BERLIN – INTERPOL's 74th General Assembly has adopted a number of measures aimed at assisting the United Nations in its efforts to combat terrorism and the financing of terrorist activity.
INTERPOL will create a new international Notice, for global distribution at the request of the United Nations, informing police in member countries that certain individuals are the target of UN anti-terrorism sanctions and therefore subject to the freezing of assets, arms embargo and travel ban.
The new INTERPOL notice will be used alongside the range of existing INTERPOL notices, the best known of which is the Red Notice or international wanted persons notice.

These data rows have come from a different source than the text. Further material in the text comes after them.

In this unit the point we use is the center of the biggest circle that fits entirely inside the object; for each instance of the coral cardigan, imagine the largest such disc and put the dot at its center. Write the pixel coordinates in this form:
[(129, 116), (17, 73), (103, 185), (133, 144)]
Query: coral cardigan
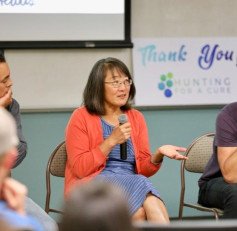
[(85, 160)]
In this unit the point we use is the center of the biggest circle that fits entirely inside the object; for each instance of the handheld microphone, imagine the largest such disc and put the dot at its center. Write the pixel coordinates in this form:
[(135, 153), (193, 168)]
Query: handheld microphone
[(123, 147)]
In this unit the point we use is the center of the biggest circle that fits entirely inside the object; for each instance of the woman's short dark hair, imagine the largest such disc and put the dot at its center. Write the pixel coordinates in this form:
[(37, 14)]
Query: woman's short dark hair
[(96, 205), (93, 96)]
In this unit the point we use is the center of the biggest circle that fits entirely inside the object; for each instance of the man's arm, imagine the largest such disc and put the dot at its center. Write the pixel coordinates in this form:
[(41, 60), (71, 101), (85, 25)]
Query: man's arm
[(14, 109), (227, 158)]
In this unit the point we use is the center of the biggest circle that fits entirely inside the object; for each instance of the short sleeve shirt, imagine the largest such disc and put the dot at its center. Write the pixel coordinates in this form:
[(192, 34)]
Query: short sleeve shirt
[(226, 136)]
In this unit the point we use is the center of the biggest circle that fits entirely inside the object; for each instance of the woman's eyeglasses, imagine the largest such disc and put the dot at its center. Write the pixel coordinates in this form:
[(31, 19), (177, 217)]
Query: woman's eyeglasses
[(117, 84)]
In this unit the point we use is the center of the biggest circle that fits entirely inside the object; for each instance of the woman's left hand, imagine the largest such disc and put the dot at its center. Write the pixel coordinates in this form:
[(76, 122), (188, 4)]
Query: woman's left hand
[(172, 152)]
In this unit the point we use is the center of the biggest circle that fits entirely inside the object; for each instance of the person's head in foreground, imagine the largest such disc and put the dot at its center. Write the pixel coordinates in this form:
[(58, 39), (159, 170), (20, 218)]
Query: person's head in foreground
[(96, 206)]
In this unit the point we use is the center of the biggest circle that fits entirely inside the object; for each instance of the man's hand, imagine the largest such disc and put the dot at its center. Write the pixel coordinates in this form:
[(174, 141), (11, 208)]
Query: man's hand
[(14, 193), (6, 99)]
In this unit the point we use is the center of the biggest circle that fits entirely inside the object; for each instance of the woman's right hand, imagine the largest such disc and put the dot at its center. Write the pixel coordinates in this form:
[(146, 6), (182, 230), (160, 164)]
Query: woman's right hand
[(121, 133)]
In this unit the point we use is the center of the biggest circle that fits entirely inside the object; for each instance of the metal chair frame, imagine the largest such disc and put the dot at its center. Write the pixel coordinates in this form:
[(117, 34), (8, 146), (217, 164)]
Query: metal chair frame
[(209, 138)]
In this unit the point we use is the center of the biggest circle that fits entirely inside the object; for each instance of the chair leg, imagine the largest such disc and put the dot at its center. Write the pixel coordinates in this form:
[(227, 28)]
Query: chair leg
[(216, 215)]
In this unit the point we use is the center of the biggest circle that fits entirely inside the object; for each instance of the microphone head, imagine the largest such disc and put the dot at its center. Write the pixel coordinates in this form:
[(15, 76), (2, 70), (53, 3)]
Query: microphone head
[(123, 118)]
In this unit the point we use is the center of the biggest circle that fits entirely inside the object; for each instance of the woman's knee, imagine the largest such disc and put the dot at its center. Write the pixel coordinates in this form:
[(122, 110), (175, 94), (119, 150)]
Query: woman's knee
[(139, 215)]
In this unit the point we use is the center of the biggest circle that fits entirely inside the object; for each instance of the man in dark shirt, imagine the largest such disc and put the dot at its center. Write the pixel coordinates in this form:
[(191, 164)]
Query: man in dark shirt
[(13, 107), (218, 184)]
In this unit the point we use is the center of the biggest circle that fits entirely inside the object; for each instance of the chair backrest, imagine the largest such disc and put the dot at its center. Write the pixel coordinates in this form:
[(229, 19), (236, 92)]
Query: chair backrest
[(199, 152), (56, 167), (57, 161)]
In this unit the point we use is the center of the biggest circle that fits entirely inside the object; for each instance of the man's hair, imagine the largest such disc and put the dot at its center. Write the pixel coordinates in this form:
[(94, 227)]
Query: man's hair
[(96, 206), (2, 56), (93, 96)]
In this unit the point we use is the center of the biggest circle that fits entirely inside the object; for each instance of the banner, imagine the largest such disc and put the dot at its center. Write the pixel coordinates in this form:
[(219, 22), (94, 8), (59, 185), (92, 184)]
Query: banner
[(185, 71)]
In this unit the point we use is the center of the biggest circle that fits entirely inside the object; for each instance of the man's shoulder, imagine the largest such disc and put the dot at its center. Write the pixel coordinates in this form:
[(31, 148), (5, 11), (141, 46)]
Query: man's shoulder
[(229, 110)]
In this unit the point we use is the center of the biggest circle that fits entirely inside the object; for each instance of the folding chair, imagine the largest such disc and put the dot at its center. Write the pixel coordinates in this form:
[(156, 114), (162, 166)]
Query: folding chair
[(56, 167), (198, 153)]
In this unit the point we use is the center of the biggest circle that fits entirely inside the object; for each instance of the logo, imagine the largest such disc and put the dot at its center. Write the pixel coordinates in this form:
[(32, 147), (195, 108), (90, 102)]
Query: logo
[(165, 84)]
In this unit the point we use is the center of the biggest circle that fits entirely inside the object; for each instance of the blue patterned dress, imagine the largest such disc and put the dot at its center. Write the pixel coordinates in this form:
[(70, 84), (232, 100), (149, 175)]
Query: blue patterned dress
[(122, 173)]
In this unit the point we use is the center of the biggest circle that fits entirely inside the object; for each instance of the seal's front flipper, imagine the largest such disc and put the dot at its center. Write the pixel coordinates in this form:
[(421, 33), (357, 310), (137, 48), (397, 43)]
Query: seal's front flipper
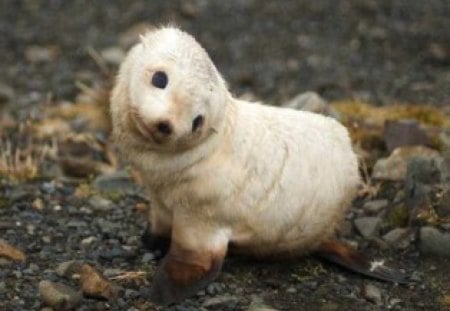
[(195, 258), (345, 255), (155, 242), (183, 273)]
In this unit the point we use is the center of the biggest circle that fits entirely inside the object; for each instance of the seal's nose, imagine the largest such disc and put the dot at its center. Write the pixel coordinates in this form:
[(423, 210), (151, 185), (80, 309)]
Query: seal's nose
[(164, 128)]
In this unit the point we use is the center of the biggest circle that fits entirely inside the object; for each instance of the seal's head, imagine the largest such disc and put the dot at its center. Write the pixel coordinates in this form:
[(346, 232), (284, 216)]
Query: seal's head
[(168, 94)]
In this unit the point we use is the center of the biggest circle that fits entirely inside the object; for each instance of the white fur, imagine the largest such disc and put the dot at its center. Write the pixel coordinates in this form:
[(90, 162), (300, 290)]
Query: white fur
[(269, 179)]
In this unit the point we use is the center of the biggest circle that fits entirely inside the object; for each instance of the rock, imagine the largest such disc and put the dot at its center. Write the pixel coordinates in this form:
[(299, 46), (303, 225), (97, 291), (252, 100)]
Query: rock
[(404, 133), (394, 167), (398, 237), (372, 294), (119, 181), (225, 300), (10, 252), (257, 307), (434, 242), (59, 296), (41, 54), (375, 206), (93, 284), (113, 55), (311, 101), (367, 226), (6, 93), (68, 268), (99, 203)]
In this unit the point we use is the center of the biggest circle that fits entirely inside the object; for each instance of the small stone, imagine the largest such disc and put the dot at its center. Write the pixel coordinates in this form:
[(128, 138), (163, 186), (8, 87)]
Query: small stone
[(6, 93), (394, 167), (217, 301), (375, 206), (99, 203), (395, 236), (372, 294), (113, 55), (93, 284), (311, 101), (41, 54), (404, 133), (38, 204), (119, 181), (148, 257), (10, 252), (88, 241), (291, 290), (68, 268), (432, 241), (367, 226), (214, 288), (59, 296)]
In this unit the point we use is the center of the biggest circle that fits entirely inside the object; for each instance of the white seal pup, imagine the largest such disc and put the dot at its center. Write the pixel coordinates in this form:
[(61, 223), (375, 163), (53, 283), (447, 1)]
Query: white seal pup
[(223, 173)]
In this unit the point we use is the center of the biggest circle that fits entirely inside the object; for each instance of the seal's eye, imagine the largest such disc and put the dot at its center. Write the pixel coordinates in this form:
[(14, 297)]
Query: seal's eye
[(159, 79)]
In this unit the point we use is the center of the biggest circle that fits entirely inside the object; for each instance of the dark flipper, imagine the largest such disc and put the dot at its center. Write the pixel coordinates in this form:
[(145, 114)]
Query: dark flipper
[(182, 274), (345, 255), (155, 242)]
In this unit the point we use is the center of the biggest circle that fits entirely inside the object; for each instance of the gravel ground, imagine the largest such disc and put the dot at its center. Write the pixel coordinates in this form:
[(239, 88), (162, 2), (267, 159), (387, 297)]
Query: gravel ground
[(378, 51)]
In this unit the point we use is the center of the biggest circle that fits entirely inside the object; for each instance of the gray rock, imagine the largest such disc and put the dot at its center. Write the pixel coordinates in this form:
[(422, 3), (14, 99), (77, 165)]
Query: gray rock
[(434, 242), (398, 237), (404, 133), (375, 206), (6, 93), (372, 294), (225, 300), (68, 268), (311, 101), (394, 167), (119, 181), (367, 226), (59, 296), (100, 204)]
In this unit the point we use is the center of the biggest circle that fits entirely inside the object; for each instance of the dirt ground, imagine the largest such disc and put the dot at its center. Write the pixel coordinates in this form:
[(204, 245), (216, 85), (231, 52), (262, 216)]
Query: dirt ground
[(382, 52)]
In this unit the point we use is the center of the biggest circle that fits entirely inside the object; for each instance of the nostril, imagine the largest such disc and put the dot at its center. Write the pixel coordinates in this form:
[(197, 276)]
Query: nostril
[(164, 128), (197, 123)]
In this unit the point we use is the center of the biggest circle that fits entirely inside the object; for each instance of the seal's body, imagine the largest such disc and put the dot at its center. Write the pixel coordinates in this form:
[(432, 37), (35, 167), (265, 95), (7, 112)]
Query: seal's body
[(219, 171)]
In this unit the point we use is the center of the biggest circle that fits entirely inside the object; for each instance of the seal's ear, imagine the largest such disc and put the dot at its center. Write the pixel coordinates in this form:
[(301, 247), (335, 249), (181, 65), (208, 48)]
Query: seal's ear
[(184, 272)]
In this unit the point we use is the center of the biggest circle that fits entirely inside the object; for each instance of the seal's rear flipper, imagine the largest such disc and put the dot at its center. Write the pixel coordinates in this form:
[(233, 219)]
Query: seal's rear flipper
[(345, 255)]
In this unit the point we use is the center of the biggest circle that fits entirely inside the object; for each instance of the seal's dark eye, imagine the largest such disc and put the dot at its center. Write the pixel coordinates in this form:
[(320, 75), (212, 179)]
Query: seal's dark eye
[(159, 79)]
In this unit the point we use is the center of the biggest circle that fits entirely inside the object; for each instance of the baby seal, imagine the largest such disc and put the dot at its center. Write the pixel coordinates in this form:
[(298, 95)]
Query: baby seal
[(222, 173)]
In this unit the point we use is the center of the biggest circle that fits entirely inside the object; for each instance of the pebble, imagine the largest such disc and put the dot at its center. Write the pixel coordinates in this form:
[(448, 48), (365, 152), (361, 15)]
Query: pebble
[(434, 242), (100, 204), (375, 206), (6, 93), (404, 133), (68, 268), (394, 167), (398, 237), (148, 257), (225, 300), (10, 252), (367, 226), (59, 296), (311, 101), (119, 181), (372, 294), (93, 284)]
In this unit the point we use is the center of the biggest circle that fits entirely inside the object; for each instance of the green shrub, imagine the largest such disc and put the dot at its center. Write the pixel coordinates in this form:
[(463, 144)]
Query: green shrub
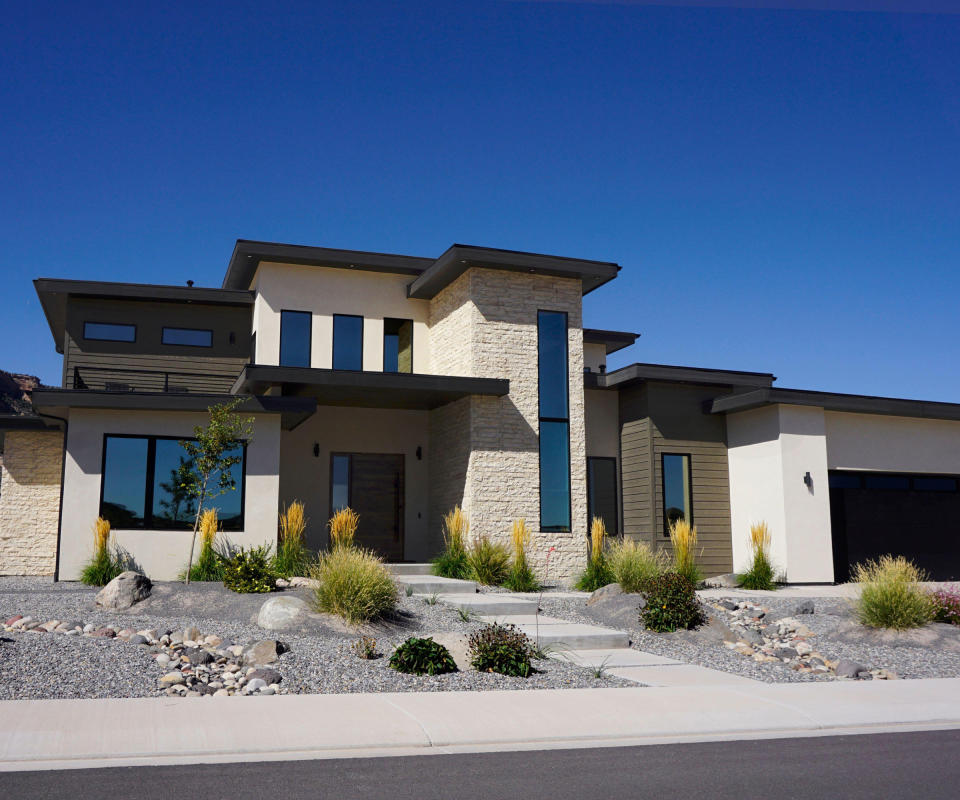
[(671, 604), (422, 657), (891, 595), (488, 561), (249, 571), (353, 584), (452, 562), (103, 565), (500, 648), (633, 564)]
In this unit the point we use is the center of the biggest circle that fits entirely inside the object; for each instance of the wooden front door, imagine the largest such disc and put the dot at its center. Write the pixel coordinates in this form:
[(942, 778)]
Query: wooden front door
[(373, 485)]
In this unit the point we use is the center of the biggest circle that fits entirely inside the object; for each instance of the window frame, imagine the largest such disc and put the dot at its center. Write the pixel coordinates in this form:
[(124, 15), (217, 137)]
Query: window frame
[(309, 338), (663, 487), (150, 474), (115, 324), (384, 365), (165, 328), (333, 342), (566, 420)]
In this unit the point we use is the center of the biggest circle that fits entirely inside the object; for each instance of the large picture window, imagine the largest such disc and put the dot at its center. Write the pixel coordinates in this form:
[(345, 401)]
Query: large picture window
[(295, 333), (677, 490), (554, 421), (139, 487)]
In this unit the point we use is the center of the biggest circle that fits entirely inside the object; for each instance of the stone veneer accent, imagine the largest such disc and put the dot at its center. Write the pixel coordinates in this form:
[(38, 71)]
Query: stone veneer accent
[(30, 502), (484, 451)]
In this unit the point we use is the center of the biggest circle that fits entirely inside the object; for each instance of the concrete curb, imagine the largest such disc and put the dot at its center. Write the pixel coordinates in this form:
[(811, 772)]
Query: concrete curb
[(58, 734)]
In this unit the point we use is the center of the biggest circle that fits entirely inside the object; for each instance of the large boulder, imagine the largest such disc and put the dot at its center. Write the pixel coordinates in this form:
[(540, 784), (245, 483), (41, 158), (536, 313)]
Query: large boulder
[(123, 591), (279, 613)]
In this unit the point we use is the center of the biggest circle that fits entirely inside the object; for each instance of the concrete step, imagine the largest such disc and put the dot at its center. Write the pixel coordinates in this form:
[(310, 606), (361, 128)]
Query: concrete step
[(431, 584), (487, 605), (410, 569)]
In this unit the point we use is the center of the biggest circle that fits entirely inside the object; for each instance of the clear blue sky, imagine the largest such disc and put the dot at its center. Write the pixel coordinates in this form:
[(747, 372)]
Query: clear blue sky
[(782, 188)]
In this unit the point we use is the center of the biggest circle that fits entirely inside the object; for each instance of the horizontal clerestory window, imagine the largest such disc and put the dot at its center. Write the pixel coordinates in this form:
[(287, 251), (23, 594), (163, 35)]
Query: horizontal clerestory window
[(140, 487)]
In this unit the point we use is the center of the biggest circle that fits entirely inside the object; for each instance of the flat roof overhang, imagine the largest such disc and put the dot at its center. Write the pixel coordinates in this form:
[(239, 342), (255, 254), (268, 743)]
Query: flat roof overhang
[(667, 373), (54, 292), (332, 387), (292, 410), (833, 401), (460, 257)]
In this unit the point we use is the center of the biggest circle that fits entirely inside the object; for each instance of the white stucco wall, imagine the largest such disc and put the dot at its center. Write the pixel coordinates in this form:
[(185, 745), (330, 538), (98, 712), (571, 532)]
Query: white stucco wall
[(325, 292), (306, 477), (161, 554)]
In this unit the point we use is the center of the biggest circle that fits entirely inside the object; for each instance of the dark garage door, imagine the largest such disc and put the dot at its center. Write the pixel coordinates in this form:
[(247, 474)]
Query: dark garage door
[(917, 516)]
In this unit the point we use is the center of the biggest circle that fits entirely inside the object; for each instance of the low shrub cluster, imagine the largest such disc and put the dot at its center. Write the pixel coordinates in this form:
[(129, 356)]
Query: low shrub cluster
[(891, 595), (418, 656), (249, 571), (500, 648), (946, 602), (671, 604), (353, 584)]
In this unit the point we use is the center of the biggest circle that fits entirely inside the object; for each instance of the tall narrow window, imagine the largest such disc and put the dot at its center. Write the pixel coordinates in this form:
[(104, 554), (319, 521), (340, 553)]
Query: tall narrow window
[(397, 345), (602, 491), (677, 490), (295, 338), (347, 342), (554, 421)]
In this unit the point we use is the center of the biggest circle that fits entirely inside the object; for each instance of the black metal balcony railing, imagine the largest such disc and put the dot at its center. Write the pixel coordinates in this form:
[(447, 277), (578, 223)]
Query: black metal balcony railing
[(111, 379)]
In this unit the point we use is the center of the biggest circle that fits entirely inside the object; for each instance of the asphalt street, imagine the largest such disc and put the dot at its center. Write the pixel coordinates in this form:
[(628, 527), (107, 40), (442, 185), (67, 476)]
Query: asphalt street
[(904, 765)]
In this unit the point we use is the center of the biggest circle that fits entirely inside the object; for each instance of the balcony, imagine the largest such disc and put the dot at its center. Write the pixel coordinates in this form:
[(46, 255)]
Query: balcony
[(110, 379)]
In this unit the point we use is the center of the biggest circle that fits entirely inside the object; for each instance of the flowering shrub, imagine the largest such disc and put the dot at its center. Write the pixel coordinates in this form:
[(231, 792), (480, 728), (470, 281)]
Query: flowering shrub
[(946, 603)]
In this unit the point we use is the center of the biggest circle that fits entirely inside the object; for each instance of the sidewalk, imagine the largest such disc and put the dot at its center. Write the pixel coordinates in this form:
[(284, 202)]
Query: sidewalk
[(61, 734)]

The General Assembly also agreed that, where appropriate, information that a wanted individual is also subject to UN anti-terrorism sanctions be included in standard INTERPOL notices.
United Nations Security Council Resolution 1617, unanimously adopted on 29 July 2005, called on the UN Secretary General to work with INTERPOL to develop effective tools to assist a United Nations Security Council Al-Qaeda/Taliban committee to carry out its mandate regarding freezing of assets, a ban on travel and weapons embargo aimed at groups and individuals associated with Al Qaeda and the Taliban.
Delegates to the INTERPOL General Assembly, meeting this year in Berlin, also endorsed a proposal to take steps required to allow temporary access to the INTERPOL global communications network and criminal databases for international police working with the UN peacekeeping mission in Liberia (UNMIL).
Part of the UNMIL mandate is for its police officers to provide security at key government installations and to protect UN personnel as well as to assist the transitional government of Liberia to re-establish a functioning police service.
INTERPOL has a long history of co-operation with the UN and UN-related entities. Most recently, INTERPOL officers were assigned to assist the United Nations investigation in Beirut into the assassination of former Lebanese Prime Minister Rafik al-Hariri.
In November 2004, INTERPOL appointed its first ever Special Representative to the United Nations headquarters in New York. Dr Ulrich Kersten was assigned to help enhance co-operation and communication between the organizations.
'INTERPOL Secretary General Ronald Noble and UN Secretary General Kofi Annan wish to further develop the relationship between our organizations, and the adoption of these important resolutions by delegates to the General Assembly is further evidence of the commitment to do this,' Dr Kersten said.
INTERPOL President Jackie Selebi said: 'Such co-operation between INTERPOL and other international entities gives the world's police another weapon in the fight against terrorism and other cross-border criminality around the world.'
INTERPOL is the world’s largest international police organization, with 184 member countries, which each maintain an INTERPOL National Central Bureau staffed by members of national police. At INTERPOL’s General Secretariat in Lyon, France, police from more than 70 countries work side-by-side in any of the organization’s four official languages, Arabic, English, French and Spanish.